[ Makenzie Way, 3L at the University of Pennsylvania ]
In 1L, our universities, professors, and mentors took us by the hand and gently led us through what it meant to be a law student. In 2L they pushed us out of the nest and told us to fly – and we tried! Now as 3L’s we’re all on our own, and that’s fine … or is it?
For the most part, 3L is relaxed. Job stress and grade stress are pretty much behind us and we’re simply coasting towards the finish line. Compared to our 1L counterparts, we’re confident, some might even say cocky, about our ability to succeed in law school. Yet, we’re also majorly confused about what being a 3L means; we don’t know how to navigate these new waters and we wish there was more help available!
The relative uncertainty of our 3L responsibilities, combined with our post-law school reality leads to some pretty unique breakdowns, including:
(1) When spring semester rolls around and you finally realize you don’t have enough pro bono hours to graduate or apply for the New York bar!
(2) Being spammed with an overwhelming amount of bar course advertisements, yet still freaking out about making the right choice to ensure your success.
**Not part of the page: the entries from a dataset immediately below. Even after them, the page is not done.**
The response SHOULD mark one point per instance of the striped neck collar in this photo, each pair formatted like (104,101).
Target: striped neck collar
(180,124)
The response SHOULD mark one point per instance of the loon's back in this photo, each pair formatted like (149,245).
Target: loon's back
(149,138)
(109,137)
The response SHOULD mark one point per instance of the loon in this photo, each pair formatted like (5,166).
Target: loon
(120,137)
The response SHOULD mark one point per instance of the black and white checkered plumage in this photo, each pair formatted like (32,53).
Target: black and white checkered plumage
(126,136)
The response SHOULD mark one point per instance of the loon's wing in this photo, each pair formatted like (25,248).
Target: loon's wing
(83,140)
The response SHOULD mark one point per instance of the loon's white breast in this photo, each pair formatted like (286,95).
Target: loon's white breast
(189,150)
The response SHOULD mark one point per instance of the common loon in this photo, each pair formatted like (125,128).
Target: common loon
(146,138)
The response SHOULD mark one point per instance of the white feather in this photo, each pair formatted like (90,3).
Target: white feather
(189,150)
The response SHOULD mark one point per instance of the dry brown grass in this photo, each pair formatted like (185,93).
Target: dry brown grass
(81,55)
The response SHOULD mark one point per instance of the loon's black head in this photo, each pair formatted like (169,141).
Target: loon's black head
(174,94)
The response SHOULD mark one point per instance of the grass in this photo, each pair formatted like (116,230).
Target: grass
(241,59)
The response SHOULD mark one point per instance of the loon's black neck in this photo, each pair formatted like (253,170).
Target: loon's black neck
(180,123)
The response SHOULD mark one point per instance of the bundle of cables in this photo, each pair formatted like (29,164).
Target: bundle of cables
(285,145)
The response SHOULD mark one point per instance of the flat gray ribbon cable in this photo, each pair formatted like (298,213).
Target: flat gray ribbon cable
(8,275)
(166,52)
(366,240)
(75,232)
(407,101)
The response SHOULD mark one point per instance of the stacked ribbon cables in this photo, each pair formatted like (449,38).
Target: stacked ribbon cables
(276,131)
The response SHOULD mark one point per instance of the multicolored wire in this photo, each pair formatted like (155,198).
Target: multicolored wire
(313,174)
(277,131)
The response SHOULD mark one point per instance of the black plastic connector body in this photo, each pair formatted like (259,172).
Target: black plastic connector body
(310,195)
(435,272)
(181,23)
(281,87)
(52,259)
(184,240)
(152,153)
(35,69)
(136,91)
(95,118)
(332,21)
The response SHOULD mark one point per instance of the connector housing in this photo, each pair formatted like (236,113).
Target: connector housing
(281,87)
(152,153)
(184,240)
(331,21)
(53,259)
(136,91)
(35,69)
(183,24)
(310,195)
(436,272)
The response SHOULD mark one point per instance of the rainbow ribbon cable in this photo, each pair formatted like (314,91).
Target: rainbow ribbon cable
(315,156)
(3) Finally accepting that you need to finish your required senior writing requirement and/or journal comment because you procrastinated in 2L.
(4) Navigating the bar exam registration and all its complexity without any assistance from your university or employer, and feeling utterly lost and confused throughout.
(5) Seeing the price tag associated with bar registration and silently thanking your firm for reimbursing you while simultaneously cursing them for not reimbursing you immediately!
(6) Having a serious internal debate about where to study for the bar exam, including a cost-benefit analysis of paying rent versus living rent-free at home.
(7) Being hit with the realization that student loan payments begin before we begin receiving regular paychecks – yikes!
(8) Searching for information relating to when exactly you’re supposed to begin studying for the bar exam and ending up frustrated at the lack of concrete information/advice.
(9) Desperately trying to find suitable, yet affordable accommodations for your family for commencement weekend because your apartment simply is not big enough.
(10) Realizing you should have made graduation reservations waaaay in advance.
And finally, as a “bonus”, there’s a high likelihood that during many, or all, of these breakdown scenarios you’re also faced with the general feeling that everyone else is much better at navigating all of these 3L scenarios (when in reality, they’re just as lost as you are).